Short Term Investments of Treasury Securities

How to save for your child’s future education

The 18-year clock starts ticking the moment your child is born.

A college degree, despite the rising cost of tuition, remains a major achievement in the modern economy. You are more likely to have a job and earn a decent salary the more education you receive.

Yet many aren’t preparing. Just 56 percent of parents are actively saving for their child’s education, according to Sallie Mae, and hold an average of only $18,135. That wouldn’t cover one year of tuition, fees, and room and board at an in-state public institution, according to College Board.

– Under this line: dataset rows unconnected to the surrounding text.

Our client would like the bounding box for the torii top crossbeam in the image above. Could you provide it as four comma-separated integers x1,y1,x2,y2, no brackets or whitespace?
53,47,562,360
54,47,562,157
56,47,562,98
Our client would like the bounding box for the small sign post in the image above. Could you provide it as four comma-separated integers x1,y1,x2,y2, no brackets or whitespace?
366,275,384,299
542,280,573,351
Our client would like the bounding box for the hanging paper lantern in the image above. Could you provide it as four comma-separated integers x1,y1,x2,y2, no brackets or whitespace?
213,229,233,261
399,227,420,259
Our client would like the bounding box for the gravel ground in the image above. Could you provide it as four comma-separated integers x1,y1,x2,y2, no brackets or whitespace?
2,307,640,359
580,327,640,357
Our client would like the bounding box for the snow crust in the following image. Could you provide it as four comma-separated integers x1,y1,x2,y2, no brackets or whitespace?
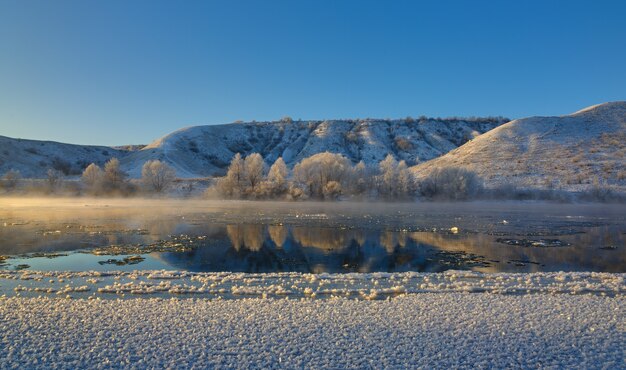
1,293,623,368
2,270,624,299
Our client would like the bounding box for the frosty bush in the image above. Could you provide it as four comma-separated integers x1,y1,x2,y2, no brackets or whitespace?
322,180,342,200
264,157,288,197
1,170,21,191
243,153,265,195
81,163,103,194
46,169,63,193
377,155,414,199
419,167,483,200
103,158,128,192
141,160,177,193
293,152,352,199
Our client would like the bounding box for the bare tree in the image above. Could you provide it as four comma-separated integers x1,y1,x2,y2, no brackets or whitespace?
141,160,177,193
46,169,63,193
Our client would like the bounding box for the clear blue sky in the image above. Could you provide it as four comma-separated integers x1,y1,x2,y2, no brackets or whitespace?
1,0,625,145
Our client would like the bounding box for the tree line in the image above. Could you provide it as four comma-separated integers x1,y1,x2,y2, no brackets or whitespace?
212,152,418,200
1,152,485,200
0,158,177,195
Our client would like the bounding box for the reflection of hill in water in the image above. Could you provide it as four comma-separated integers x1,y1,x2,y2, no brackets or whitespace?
408,230,626,273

The outrageous price tag for higher education, coupled with a lack of parental savings and the economic benefit of actually going to college, has led to historic levels of student loans. Many graduates leave school with a yoke tied around their neck, pushing back their ability to buy a house and start a family.

UGMA and UTMA accounts

If your child doesn’t plan to attend college and therefore isn’t at risk of losing financial aid, UGMA and UTMA custodial accounts offer standard tax breaks for children under 18.

UGMA stands for the Uniform Gift to Minors Act. UTMA stands for Uniform Transfer to Minors Act.

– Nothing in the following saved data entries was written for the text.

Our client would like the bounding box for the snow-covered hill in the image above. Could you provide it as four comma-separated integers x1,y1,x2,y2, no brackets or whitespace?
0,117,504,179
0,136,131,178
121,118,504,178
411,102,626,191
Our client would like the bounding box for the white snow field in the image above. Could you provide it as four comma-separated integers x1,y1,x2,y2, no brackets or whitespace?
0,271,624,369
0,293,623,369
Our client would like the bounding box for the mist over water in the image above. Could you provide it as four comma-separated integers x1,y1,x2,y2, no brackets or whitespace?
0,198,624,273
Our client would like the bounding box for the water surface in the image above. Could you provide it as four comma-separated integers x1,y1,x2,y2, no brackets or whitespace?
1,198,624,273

In these accounts, the first $1,000 in gains is tax-free, the second $1,000 is taxed at the child’s income tax rate and the remainder is taxed at the parent’s income tax rate, according to the IRS. Plus, there are no restrictions on how the funds may be used as long as they directly benefit the child.

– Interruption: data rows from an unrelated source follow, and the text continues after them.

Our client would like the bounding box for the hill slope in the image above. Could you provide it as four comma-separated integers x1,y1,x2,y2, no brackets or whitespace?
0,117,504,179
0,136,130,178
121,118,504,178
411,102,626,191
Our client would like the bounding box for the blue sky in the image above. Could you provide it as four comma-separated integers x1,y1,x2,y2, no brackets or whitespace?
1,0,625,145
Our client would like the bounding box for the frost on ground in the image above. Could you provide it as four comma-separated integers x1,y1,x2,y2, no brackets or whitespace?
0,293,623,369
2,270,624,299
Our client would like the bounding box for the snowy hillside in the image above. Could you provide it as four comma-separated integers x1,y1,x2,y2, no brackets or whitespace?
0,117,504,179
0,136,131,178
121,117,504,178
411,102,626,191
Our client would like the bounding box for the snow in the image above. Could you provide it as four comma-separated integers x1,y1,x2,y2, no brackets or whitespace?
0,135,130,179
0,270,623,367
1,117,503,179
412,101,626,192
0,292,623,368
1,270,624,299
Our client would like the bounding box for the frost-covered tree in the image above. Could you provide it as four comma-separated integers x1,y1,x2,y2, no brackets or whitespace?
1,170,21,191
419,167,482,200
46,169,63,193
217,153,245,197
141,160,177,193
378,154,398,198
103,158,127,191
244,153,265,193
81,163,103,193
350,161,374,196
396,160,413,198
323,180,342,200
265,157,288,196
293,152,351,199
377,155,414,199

What are the disadvantages?

The downside of UGMA and UTMA accounts is that parents have less control over how the child eventually spends the money, says Michael Kay, CFP professional and president of Financial Life Focus, a financial planning firm in Livingston, New Jersey.

“If money is in a UTMA or a UGMA account, it becomes (the beneficiary’s) at the age of majority, which is 18 to 21, depending on the state,” he says. “There’s no legal way to prevent the child from using money that was intended for college or a house to go to Europe.”

That may be why these accounts are unpopular. Parents have less than $200 saved here, or about as much as they have in Bitcoin.